AustralianSuper plans $ 5bn to spend foreign currency

[ad_1]
AustralianSuper plans to launch A $ 5bn ($ 3.7bn) worldwide and expand its presence in London as a major pension fund seeks a market in the retail market.
A $ 230bn fund, with 2.3m members accounting for one in 10 Australian workers, plans to increase London’s workforce from 38 to 90 by the end of 2023, as it seeks to build a business in construction and private debt. .
The move follows the opening of last month’s Australian SuperSer New York office, which was a major plan in its plan to spend $ 5bn on foreign trade in the next 12 months.
“They’re going to be big offices, not just three or four people,” Mark Delaney, chief financial officer, told the Financial Times in an interview. “And it is growing significantly beyond 2024-25.”
AustralianSuper employs approximately 170 foreign and foreign investors.

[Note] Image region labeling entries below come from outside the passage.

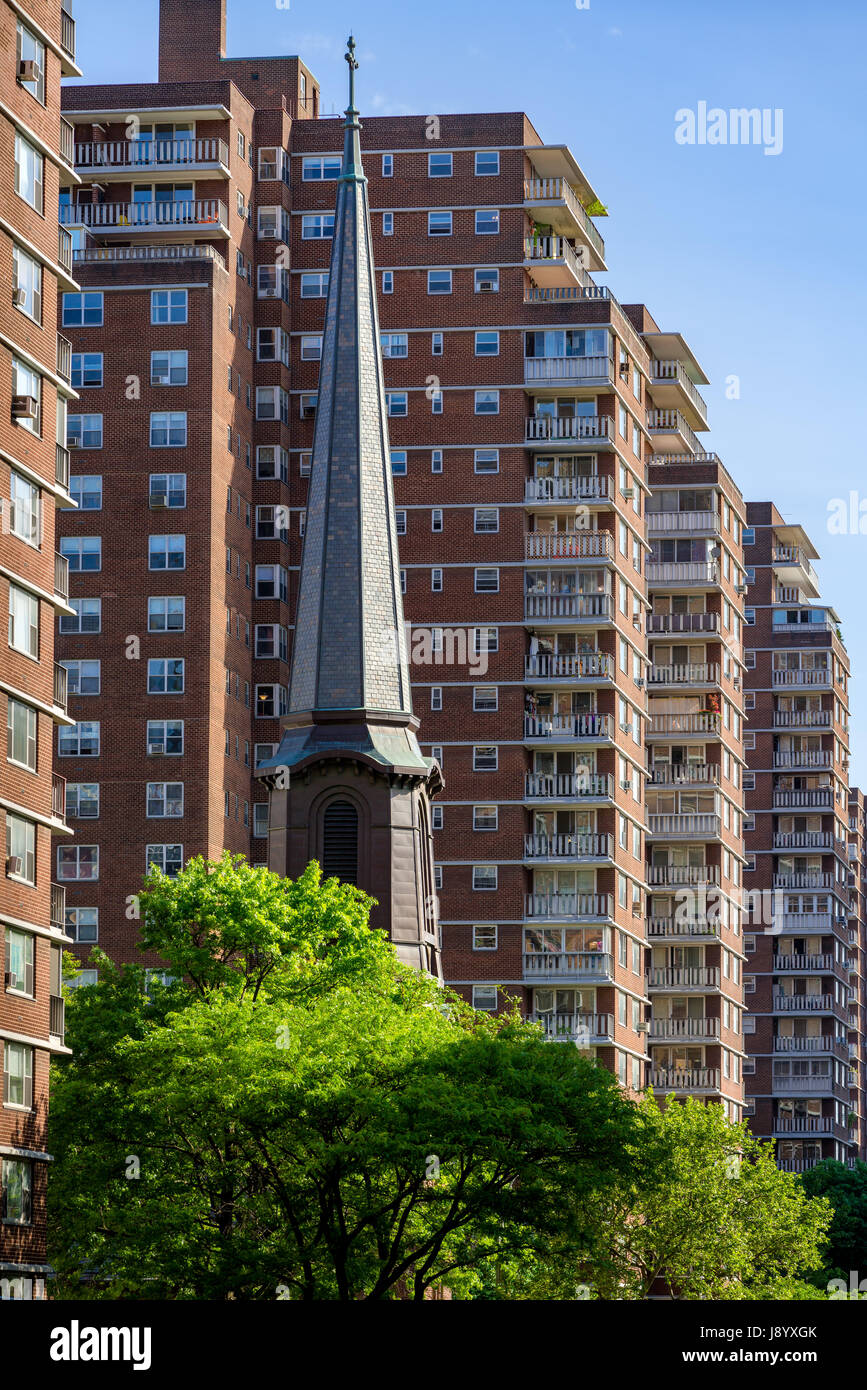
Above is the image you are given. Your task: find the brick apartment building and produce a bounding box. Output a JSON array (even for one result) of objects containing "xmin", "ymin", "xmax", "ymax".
[
  {"xmin": 0, "ymin": 0, "xmax": 81, "ymax": 1300},
  {"xmin": 743, "ymin": 502, "xmax": 863, "ymax": 1172}
]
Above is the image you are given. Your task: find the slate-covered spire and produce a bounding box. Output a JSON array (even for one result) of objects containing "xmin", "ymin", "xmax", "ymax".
[{"xmin": 289, "ymin": 38, "xmax": 413, "ymax": 720}]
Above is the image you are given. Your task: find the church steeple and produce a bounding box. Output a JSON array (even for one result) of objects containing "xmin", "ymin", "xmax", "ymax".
[{"xmin": 257, "ymin": 38, "xmax": 442, "ymax": 977}]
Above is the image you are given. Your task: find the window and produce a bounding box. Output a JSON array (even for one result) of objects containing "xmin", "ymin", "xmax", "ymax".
[
  {"xmin": 147, "ymin": 719, "xmax": 183, "ymax": 758},
  {"xmin": 302, "ymin": 213, "xmax": 335, "ymax": 242},
  {"xmin": 3, "ymin": 927, "xmax": 33, "ymax": 994},
  {"xmin": 379, "ymin": 334, "xmax": 410, "ymax": 357},
  {"xmin": 147, "ymin": 594, "xmax": 186, "ymax": 632},
  {"xmin": 10, "ymin": 468, "xmax": 42, "ymax": 546},
  {"xmin": 302, "ymin": 154, "xmax": 342, "ymax": 183},
  {"xmin": 428, "ymin": 213, "xmax": 452, "ymax": 236},
  {"xmin": 150, "ymin": 289, "xmax": 186, "ymax": 324},
  {"xmin": 69, "ymin": 473, "xmax": 103, "ymax": 512},
  {"xmin": 67, "ymin": 783, "xmax": 99, "ymax": 820},
  {"xmin": 13, "ymin": 243, "xmax": 41, "ymax": 322},
  {"xmin": 8, "ymin": 584, "xmax": 39, "ymax": 662},
  {"xmin": 147, "ymin": 535, "xmax": 186, "ymax": 570},
  {"xmin": 150, "ymin": 410, "xmax": 186, "ymax": 449},
  {"xmin": 60, "ymin": 599, "xmax": 103, "ymax": 634},
  {"xmin": 6, "ymin": 695, "xmax": 39, "ymax": 773},
  {"xmin": 428, "ymin": 270, "xmax": 452, "ymax": 295},
  {"xmin": 475, "ymin": 449, "xmax": 500, "ymax": 473},
  {"xmin": 472, "ymin": 744, "xmax": 497, "ymax": 773},
  {"xmin": 475, "ymin": 207, "xmax": 500, "ymax": 236},
  {"xmin": 295, "ymin": 267, "xmax": 328, "ymax": 299},
  {"xmin": 15, "ymin": 132, "xmax": 44, "ymax": 213},
  {"xmin": 3, "ymin": 1043, "xmax": 33, "ymax": 1106},
  {"xmin": 472, "ymin": 865, "xmax": 497, "ymax": 892},
  {"xmin": 6, "ymin": 812, "xmax": 36, "ymax": 884},
  {"xmin": 150, "ymin": 350, "xmax": 188, "ymax": 386},
  {"xmin": 60, "ymin": 535, "xmax": 103, "ymax": 574}
]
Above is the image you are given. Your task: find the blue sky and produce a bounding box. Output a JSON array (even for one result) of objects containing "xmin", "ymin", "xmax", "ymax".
[{"xmin": 69, "ymin": 0, "xmax": 867, "ymax": 784}]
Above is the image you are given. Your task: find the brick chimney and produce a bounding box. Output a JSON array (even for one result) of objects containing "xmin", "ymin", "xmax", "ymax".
[{"xmin": 160, "ymin": 0, "xmax": 226, "ymax": 82}]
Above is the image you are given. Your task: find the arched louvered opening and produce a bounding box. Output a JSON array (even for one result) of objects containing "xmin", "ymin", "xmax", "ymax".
[{"xmin": 322, "ymin": 801, "xmax": 358, "ymax": 884}]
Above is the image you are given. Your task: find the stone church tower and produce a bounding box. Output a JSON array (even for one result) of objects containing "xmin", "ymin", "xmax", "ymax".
[{"xmin": 258, "ymin": 39, "xmax": 442, "ymax": 979}]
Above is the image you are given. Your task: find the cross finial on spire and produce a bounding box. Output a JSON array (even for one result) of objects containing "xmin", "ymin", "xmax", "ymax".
[{"xmin": 345, "ymin": 33, "xmax": 358, "ymax": 111}]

A fundraiser to target international workers in more than 200 countries over the next few years it comes as a global pension The targets appear to be raising money in business markets to avoid lower interest rates on membership returns.
Unlawful assets, such as property, construction and financial institutions, have the potential to repay more and more in retirement benefits than liquid retirement assets, such as bonds and bonds.
Earlier this month, Teacher Pension System in Ontario, one of the world’s leading retirees, has announced plans to raise $ 70bn ($ 55bn). global markets, Measuring wealth from building materials to real estate.
“With your presence overseas you can trust them (staff) to recognize and evaluate and deal with all aspects of the agreement,” said Delaney, whose Australian workers have been forced to travel as part of the Covid-19 separate policy. back and forth all the time. “
AustraliaSuper has more than A $ 100bn invested in the Australian economy from the blue to the ports and home events and is the largest retailer in the Australian public market.
But Delaney says the fund is looking to expand its global reach as the deal looks “pretty” at sea, especially in terms of construction and private debt.
“We love construction. We have loved construction for a long time, ”said Delaney. “There are so many opportunities around the world in construction; It is competitive, but there are many opportunities because each country has its own infrastructure. ”
On private loans, Delaney said AustralianSuper would want to work “around the areas we’ve met”.
“The spread has come a long way, so we probably won’t be spending more money than we were two or three years ago because inflation rates are lower and spreads are lower.”
Timo Schmid, director and co-founder of Boston Consulting Group in Melbourne, said it was important for pensioners to have “shoes on the ground” in geographies.
“You need a tough crowd when it comes to financial professionals to train leadership and establish relationships between 24-36 months before you see what is happening,” he said. “Canadian pension funds have shown that having a market overseas is the best way to make a living.”